|Back to Index|
US: Another religious war?
It was bad enough having the Muslim-Jewish disputer spilling over into the United States. Are we headed for a Christian-atheist war following the decision of the Ninth Court of Appeals? Atheists are active all over the place. They greeted President Bush with a hostile banner when he visited Birmingham, Alabama, which has few if any home-grown atheists. The US Congress has gone to war with the Atheists. It is a bi-partisan war. Senator Robert Byrd (Dem., West Virginia) recited all the constitutional references to religion to prove that the United States is on record as being religious. The major effort was made by Rep. Roscoe Bartlett (Rep., Maryland), who gave a long speech summarizing the history of the United States. It was an excellent example of what can be done to history for political purposes. It began with a traditional eulogy of the Founding Fathers. insisting they were Christians, not deists, and with no mention of the Masons. He spoke of John Harvard as though he were a young New Englander. In fact, born in London, England in 1607, Harvard was a Puritan minister who had been Master of Emmanuel College, Cambridge. The American town of the same name was been so named because some seventy leading men of the colony had been educated at Cambridge. My guess is that most of the men of Virginia went to Oxford, Cambridge being the home of the Puritans and Oxford of the Royalists. Harvard died in Massachusetts in 1638, at the age of 31 (!?). leaving half his estate and 300 books to a new college which was named after him. It held its first commencement in 1642. The founders "dreaded to leave an illiterate Ministry to the Churches, when our present Ministers shall lie in the dust". The charter said the college was dedicated to "the education of English and Indian youth". The second building was called "the Indian College", where a college press was set up. It reportedly printed the translation of the Bible by another Englishman, John Eliot (1604-1690), into the language of the natives. A fair number of the students were Indians. This is stressed because it proves that, like its English counterparts, Harvard was a pious foundation and that its social prestige (and snobbery) came much later. Cf. our debate on snobbery in education.

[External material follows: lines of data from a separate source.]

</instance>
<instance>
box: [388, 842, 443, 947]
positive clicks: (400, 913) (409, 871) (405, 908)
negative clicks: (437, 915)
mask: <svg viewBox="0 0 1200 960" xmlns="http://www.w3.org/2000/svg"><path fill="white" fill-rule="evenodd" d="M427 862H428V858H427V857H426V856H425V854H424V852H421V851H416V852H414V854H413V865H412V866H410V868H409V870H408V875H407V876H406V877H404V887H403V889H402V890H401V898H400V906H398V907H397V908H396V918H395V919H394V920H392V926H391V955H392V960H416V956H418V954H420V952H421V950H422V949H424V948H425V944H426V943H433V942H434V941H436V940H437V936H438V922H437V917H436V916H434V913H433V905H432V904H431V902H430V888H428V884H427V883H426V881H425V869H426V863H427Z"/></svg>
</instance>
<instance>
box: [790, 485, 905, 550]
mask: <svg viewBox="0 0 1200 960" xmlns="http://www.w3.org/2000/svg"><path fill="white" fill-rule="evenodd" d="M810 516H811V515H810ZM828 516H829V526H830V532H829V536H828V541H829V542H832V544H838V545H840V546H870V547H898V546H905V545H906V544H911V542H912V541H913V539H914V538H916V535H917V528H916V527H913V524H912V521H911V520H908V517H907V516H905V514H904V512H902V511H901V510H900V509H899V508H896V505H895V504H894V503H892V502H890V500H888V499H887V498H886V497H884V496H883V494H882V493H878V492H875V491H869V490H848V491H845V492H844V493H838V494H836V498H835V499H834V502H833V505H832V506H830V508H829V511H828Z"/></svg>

This is a gloss on the speech by Representative Bartlett who, like Byrd, was marshalling facts for a judicial fight with the Atheists. In this dispute, the simple fact was forgotten that the separation of Church and state (a phrase not in the constitution) was meant to ensure that neither the Anglican church nor any other would have an official, privileged position. The authors never dreamed that they were opening the door to Atheists. Who will win?